[Solved] CS580U 06B-Infix evaluation

Create pointer-based Stack & Queue functions that can hold both a char and a float in each node, write a main function that evaluates an infix expression, using the algorithms in the slides on my website with your stack & queue implementations. The input is terminated by an ^ character. All incoming numbers will be single-digit integers (as characters). You will have to convert the characters to floats and put them in your stack and/or queue. The input rules allow for at least 1, but possibly no spaces or multiple spaces between digits and operators. In the following steps, print means, display it on standard output.

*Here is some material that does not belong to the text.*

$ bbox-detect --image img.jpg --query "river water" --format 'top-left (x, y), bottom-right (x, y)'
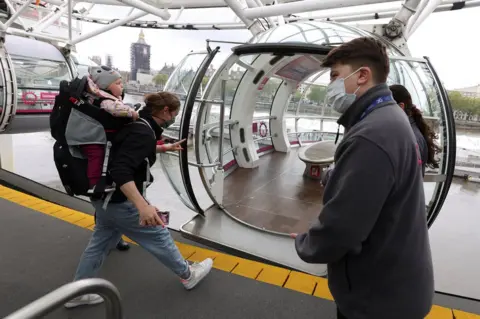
top-left (2, 94), bottom-right (479, 300)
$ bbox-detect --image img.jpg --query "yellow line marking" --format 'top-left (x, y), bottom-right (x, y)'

1. Read a sequence of characters from standard input (could be console or a piped file or even output from another program) into a queue.
   1. Print the characters in the queue (so we know you got it all). When this is performed, the leftmost symbol printed will be the symbol that is at the front of the queue.
   2. Treat the first character inserted into the queue as the 1^st character to be extracted in the next step.
2. Use the queue to feed the stacking operations to convert the sequence to postfix notation (algorithm 1).
   1. Print the characters AND their values in the entire stack (one line pair per like) starting with the top of the stack after each push operation. After printing the stack, print a line of === signs (about 10 of them.) Do not disturb the stack when printing, because you will need it in the next step.
3. Print the final element that is on the top of the stack, which will be the answer to the evaluation. Label it as the answer (e.g.: the answer is: 42)

Rules:

Be sure to FREE list nodes that are removed from your stack and/or queue

Operands are ONLY the usual: plus, minus, times, divide AND parentheses. Your evaluator should properly handle expressions like: ((2+3)*4)*(5+2)*(3+4)^

Extra credit (10 points): DO NOT ATTEMPT THIS until you KNOW your regular operation is working. Make a COPY of your existing solution naming it with EXTRA after its name, THEN work on the copy. Allow for ** meaning exponentiation (2**3 means 2 cubed). This means you would have to be prepared to peek at the last entry of your queue * to see if it is doubled to form the ** operator. If you detect that you now have 2 * in a row, replace the one on the stack with a special operator, such a $ and add it to your operator priority list as higher than * or /. Be prepared to handle something like (2*3)**4 YOU will have to tell your CA to use the exponent test instead of the regular test.

Submit the program as usual.